Somehow over the last month, the Knicks have slowly evolved into the league’s most complete team. Baron Davis will likely make his debut this week as the backup point guard and the Knicks future rests on how well Carmelo Anthony integrates into the new-look Knicks offense and whether his co-stars can continue hiding his glaring deficiencies on defense.
It’s too early too tell where the Knicks rank in the NBA’s elite hierarchy, but the question now has to be asked, is this the best D’Antoni coached team yet? It’s a tall order.
Seven years ago, Mike D’Antoni began his first full season as Suns head coach. Thanks in part to one of the most deepest rosters in the league, Phoenix rolled to a 62-win season and had one of the most prolific offensive seasons in league history.
That year the Suns offense averaged 110 points per game but allowed a league-worst average of 103 points per.

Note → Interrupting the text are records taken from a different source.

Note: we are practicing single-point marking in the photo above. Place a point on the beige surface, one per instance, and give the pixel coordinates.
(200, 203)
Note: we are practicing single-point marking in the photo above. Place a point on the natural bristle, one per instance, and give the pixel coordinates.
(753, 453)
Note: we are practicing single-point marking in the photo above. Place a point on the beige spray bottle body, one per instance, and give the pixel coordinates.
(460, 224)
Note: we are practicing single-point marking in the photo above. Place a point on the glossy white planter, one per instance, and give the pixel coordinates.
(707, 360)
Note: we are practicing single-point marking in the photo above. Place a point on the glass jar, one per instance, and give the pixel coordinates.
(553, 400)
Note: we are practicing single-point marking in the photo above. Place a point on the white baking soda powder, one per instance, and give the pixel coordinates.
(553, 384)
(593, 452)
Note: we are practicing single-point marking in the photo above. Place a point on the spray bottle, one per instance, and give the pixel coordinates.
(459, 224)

However, the Suns frenetic offensive pace skewed those statistics. In reality, the 117 points they allowed per 100 possessions was 17th in the NBA.
Seven Knicks players currently average in double figures but the Knicks only average 95 points per game but average the second highest number of possessions per 48 minutes.

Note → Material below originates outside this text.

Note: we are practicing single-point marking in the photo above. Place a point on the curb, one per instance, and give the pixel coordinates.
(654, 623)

The Knicks season stats are irrelevant since Lin took the helm of the Knicks offense only three weeks ago. Even using only a nine game sample size, these Knicks are very different than the Seven Second or Less Suns. Sunday was only the seventh time in the last nine games that the Knicks scored more than 100 points. The Suns regularly scored 100 in three quarters.
Ultimately, the Suns were unable to overcome their defensive ineptitude. However, these Knicks are sixth in the NBA in defensive efficiency this season
Like Lin, Nash was able to get into the lane but Nash also had the ability to consistently pull-up and knock down a midrange jumper off the dribble. At point guard, Nash was the golden standard of D’Antoni point guards. However, Lin has been more active scoring in the paint. Whether he’ll continue averaging 25 plus a night when Carmelo returns to the lineup remains to be seen.
However, both Lin and Nash were the heartbeat to D’Antoni’s teams. After Nash injured his thigh against the Indiana Pacers in mid-December, the Suns lost five straight games in his absence. And lost a sixth to the San Antonio Spurs in his first game back. It was their longest losing streak of over two games throughout the entire regular season. Meanwhile, the Knicks have won eight of nine games since Lin took over an 8-15 team.
What most forget is that the ’05 Suns also had a young Joe Johnson, Shawn Marion in his prime, Quentin Richardson, Jim Jackson and Leandro Barbosa. JR Smith is a more athletic, better shooting version of Joe Johnson.
The only constant besides the coaching staff on both teams is power forward Amare Stoudemire. However, in 2005, Stoudemire was forced to play center in a small Suns lineup. Seven years late, Stoudemire has shifted to his natural power forward position but has been passive and incredibly inconsistent. His defense is so lazy that the Suns actually experimented with sticking 6-5 guard Iman Shumpert on 7-footer Dirk Nowitzki.
Tyson Chandler is the defensive ex-factor that D’Antoni lacked in Phoenix. Chandler attacks the boards like it insulted his momma, he’s formed a symbiotic connection with Lin on the pick and roll and he defends the paint like a bird guards its nest. Meanwhile, the most talented scorer on the Knicks roster hasn’t even suited up since injuring his groin in Lin’s first start. However, Anthony scored only 11 points in 35 minutes when Lin took over the Nets game.
Frank Ocean’s favorite NBA player, Steve Novak (cane) has also quietly emerged as a three-point specialist. While Landry Fields has been the starter for much of the season, it’s likely he’ll come off the bench in the aftermath of JR Smith’s signing. Rookie Iman Shumpert isn’t as quick as Leandro Barbosa but he is bigger, stronger and a better defender, which pretty much encapsulates the comparison between the two teams.
The Knicks don’t have the same quick strike scoring ability as the 04-05 Suns, however, the major difference is that this team has the personnel to play a half court style, which the Suns struggled to do in the playoffs for much of Nash and D’Antoni’s tenure together. Most importantly, they defend much better and are designed to compete against anyone during the grind of a seven-game series against anyone in the league. D’Antoni’s Suns teams were offensive juggernauts but couldn’t transition their style of play to the playoffs. If D’Antoni can’t make a statement in the Eastern Conference playoffs with this unit, then he doesn’t deserve to return next season.